ALBUQUERQUE, N.M. (AP) - Two Mexican gray wolves have been released in southeastern Arizona, but another pair has been removed in New Mexico after roaming too far north, sparking more criticism from environmentalists about the way the wild population is being managed.
The U.S. Fish and Wildlife Service has proposed expanding the area where the predators are allowed to roam, but it could be months before a final decision is reached. Until then, the agency is required to capture those wolves found outside the nearly 7,000-square-mile wolf-recovery area that straddles the Arizona-New Mexico border.
That was the case with a pair that had traveled north to the El Malpais National Monument and Conservation Area near Grants. They had been in the area since February before wildlife managers darted and captured them last Friday.
This was the farthest north a pair of Mexican gray wolves had been documented, said Michael Robinson of the Center for Biological Diversity.
“This is excellent habitat. It’s remote country, and filled with deer,” he said. “This would have been an opportunity for the population to expand naturally.”
Ranchers and community leaders in rural areas have opposed any plans that would expand the program and the locations where the wolves could be released. They say the wolves threaten the livelihoods and safety of residents who live in areas that border the reintroduction zone.
The Mexican wolf was added to the federal endangered species list in 1976. The 15-year effort to reintroduce the animals in New Mexico and Arizona has stumbled because of legal battles, illegal shootings, politics and other problems.
A survey in January showed there were at least 83 Mexican wolves in the wild in the two states. That’s up from 75 last year.
The two wolves captured at El Malpais are being held at Ted Turner’s Ladder Ranch in New Mexico while federal officials weigh options for releasing them back into the wild.
To bolster wolf numbers, officials on Wednesday released the first of two breeding pairs in Arizona’s Apache National Forest. The pair included a pregnant female and a wild male captured during the annual wolf population survey in January.
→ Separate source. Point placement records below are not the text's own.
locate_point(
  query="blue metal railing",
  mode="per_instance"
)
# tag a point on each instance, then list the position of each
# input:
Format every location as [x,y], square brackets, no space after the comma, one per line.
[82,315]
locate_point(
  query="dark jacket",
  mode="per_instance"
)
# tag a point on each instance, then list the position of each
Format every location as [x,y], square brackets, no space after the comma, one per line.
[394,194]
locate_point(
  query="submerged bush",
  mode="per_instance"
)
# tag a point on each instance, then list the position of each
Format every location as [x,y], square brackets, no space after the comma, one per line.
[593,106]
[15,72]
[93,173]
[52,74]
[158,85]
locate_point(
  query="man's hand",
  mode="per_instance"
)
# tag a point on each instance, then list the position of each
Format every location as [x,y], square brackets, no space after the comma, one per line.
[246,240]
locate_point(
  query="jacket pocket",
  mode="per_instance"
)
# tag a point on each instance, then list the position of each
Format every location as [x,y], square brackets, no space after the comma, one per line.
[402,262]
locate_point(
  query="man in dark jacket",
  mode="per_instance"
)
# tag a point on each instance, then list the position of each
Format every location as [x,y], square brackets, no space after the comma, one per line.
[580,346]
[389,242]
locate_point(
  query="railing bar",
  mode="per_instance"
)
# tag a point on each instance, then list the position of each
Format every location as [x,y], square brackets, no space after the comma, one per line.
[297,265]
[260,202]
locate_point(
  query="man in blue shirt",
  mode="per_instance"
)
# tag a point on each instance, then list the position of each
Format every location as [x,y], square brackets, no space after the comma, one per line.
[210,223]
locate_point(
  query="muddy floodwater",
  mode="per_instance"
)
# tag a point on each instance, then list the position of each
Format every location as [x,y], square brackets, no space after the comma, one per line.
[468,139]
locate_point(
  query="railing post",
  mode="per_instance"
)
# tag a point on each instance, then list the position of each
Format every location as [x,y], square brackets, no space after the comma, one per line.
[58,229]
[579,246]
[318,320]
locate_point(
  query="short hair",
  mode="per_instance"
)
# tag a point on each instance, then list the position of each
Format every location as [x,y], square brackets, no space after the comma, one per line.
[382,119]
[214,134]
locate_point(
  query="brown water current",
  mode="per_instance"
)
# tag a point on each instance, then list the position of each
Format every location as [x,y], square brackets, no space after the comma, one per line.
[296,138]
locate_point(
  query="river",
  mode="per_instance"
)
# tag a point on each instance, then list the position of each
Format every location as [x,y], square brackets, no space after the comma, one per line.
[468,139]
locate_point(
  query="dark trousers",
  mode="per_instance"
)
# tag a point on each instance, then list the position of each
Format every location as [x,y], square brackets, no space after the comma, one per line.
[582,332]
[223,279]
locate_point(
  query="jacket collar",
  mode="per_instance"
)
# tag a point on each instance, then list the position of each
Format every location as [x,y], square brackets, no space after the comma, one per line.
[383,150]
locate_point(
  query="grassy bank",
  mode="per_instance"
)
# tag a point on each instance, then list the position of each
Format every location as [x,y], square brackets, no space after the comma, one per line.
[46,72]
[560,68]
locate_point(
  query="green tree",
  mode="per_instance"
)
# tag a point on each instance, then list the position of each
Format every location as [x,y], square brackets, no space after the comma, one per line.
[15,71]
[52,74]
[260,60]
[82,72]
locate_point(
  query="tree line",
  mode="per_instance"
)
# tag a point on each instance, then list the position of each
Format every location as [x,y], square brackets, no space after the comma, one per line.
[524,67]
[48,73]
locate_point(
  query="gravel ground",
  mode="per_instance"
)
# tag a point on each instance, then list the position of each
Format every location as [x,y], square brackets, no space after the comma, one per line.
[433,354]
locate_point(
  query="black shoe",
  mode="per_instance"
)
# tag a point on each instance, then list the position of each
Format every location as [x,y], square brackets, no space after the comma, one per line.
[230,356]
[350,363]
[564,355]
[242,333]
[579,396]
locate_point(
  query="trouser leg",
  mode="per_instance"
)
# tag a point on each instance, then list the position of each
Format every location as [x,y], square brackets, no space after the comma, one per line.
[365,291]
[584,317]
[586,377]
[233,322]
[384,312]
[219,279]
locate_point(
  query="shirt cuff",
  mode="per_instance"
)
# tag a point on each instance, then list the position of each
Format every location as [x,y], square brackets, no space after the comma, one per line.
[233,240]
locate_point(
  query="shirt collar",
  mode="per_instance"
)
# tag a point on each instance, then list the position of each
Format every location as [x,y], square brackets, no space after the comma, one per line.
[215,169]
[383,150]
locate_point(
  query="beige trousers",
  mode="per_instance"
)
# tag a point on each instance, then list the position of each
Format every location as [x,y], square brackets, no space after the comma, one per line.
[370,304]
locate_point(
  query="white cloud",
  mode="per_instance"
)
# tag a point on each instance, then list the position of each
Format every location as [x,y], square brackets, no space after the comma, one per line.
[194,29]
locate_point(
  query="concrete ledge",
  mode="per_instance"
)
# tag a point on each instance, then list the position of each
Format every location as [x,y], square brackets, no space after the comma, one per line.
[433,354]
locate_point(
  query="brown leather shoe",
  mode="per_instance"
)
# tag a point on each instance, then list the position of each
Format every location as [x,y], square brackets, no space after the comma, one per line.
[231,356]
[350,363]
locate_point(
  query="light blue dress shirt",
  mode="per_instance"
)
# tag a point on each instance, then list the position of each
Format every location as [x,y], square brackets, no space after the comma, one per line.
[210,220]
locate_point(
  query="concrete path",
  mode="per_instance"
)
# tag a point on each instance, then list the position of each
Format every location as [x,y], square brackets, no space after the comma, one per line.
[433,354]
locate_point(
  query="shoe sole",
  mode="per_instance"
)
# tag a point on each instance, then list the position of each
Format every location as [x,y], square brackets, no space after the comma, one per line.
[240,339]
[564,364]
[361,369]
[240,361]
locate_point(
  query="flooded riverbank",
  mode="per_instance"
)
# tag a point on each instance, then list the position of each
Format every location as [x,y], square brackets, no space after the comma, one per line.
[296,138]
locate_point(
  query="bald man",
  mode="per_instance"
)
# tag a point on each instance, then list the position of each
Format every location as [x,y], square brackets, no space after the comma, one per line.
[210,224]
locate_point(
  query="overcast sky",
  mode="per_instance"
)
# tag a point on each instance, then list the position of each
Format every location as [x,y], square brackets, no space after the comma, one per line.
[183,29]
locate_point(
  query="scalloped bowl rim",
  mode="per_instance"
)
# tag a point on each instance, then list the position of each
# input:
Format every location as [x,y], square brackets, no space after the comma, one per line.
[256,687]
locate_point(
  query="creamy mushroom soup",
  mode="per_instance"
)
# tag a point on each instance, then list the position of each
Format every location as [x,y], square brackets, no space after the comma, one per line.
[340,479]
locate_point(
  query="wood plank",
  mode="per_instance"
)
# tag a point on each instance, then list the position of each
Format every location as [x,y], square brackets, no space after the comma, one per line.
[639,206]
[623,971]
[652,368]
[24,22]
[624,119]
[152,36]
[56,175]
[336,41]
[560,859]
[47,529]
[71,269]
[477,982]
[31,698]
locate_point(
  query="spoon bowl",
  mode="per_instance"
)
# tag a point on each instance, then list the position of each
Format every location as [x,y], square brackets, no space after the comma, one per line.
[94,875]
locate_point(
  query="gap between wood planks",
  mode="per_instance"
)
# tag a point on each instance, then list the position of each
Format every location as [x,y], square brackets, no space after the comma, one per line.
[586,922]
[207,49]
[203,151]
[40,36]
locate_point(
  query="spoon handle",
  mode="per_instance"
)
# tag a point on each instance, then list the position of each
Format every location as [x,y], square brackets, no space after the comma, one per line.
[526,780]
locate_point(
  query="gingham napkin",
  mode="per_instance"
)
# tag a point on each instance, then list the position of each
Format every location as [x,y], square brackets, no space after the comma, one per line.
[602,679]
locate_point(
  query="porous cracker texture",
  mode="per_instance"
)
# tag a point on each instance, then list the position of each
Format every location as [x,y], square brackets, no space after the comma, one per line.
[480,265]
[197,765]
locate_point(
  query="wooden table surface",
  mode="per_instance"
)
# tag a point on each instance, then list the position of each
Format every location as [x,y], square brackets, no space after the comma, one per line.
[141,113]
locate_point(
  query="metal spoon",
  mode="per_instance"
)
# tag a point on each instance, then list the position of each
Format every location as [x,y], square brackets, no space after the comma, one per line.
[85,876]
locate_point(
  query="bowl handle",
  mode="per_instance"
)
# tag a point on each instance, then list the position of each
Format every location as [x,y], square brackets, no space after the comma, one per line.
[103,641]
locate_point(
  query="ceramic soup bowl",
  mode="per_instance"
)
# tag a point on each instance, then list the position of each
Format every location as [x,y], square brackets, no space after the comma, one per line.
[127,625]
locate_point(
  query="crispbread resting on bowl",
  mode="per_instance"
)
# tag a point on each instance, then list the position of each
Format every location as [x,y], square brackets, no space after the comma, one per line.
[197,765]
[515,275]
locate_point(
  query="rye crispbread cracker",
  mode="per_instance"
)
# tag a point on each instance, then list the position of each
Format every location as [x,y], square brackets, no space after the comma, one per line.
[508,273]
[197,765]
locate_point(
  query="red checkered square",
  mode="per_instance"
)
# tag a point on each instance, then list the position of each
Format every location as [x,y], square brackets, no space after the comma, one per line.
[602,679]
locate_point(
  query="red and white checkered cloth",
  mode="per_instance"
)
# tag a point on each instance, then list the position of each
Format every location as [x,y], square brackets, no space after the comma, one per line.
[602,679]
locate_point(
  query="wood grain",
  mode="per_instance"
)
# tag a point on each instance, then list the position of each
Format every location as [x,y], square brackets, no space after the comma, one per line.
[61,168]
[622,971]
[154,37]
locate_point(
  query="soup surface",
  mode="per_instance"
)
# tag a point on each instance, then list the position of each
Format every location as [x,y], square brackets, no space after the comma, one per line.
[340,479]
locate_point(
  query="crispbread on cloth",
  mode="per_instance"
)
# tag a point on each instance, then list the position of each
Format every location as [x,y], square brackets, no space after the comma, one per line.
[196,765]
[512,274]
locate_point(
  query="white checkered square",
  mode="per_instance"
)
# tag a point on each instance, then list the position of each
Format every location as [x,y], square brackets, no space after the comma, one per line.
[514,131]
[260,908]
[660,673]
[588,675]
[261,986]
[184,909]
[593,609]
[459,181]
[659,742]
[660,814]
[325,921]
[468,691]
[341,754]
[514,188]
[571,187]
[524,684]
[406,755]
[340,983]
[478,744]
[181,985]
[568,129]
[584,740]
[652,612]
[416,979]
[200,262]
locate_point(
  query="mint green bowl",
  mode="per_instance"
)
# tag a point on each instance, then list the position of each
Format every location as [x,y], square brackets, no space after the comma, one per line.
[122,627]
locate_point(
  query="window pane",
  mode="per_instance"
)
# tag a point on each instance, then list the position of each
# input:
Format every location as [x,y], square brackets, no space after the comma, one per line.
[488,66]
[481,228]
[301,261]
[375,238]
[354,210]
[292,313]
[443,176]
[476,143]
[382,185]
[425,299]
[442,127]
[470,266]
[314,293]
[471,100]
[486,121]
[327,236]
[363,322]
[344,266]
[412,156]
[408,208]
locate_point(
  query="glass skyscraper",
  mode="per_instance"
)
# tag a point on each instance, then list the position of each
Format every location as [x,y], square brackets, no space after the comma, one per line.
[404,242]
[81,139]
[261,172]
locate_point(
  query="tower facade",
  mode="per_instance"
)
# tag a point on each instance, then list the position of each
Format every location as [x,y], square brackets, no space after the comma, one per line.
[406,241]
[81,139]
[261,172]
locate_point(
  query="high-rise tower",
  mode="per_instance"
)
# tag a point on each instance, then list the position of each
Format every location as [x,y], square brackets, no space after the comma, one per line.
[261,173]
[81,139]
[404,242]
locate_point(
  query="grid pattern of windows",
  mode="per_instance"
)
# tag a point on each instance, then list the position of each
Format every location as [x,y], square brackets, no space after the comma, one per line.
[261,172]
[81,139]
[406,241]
Another pair being held at a breeding center in New Mexico will be released next week.
Eva Lee Sargent, director of Defenders of Wildlife’s Southwest Program, said the releases are good news. If the pairs succeed, she said their offspring will add to the genetic diversity of the struggling population.
Still, Sargent and others said the Fish and Wildlife Service needs to release more wolves and implement a recovery plan if the species has any chance of survival in the wild.
Without new wolves being released, Robinson said inbreeding will continue and the wild population will have a more difficult time finding mates that are not related.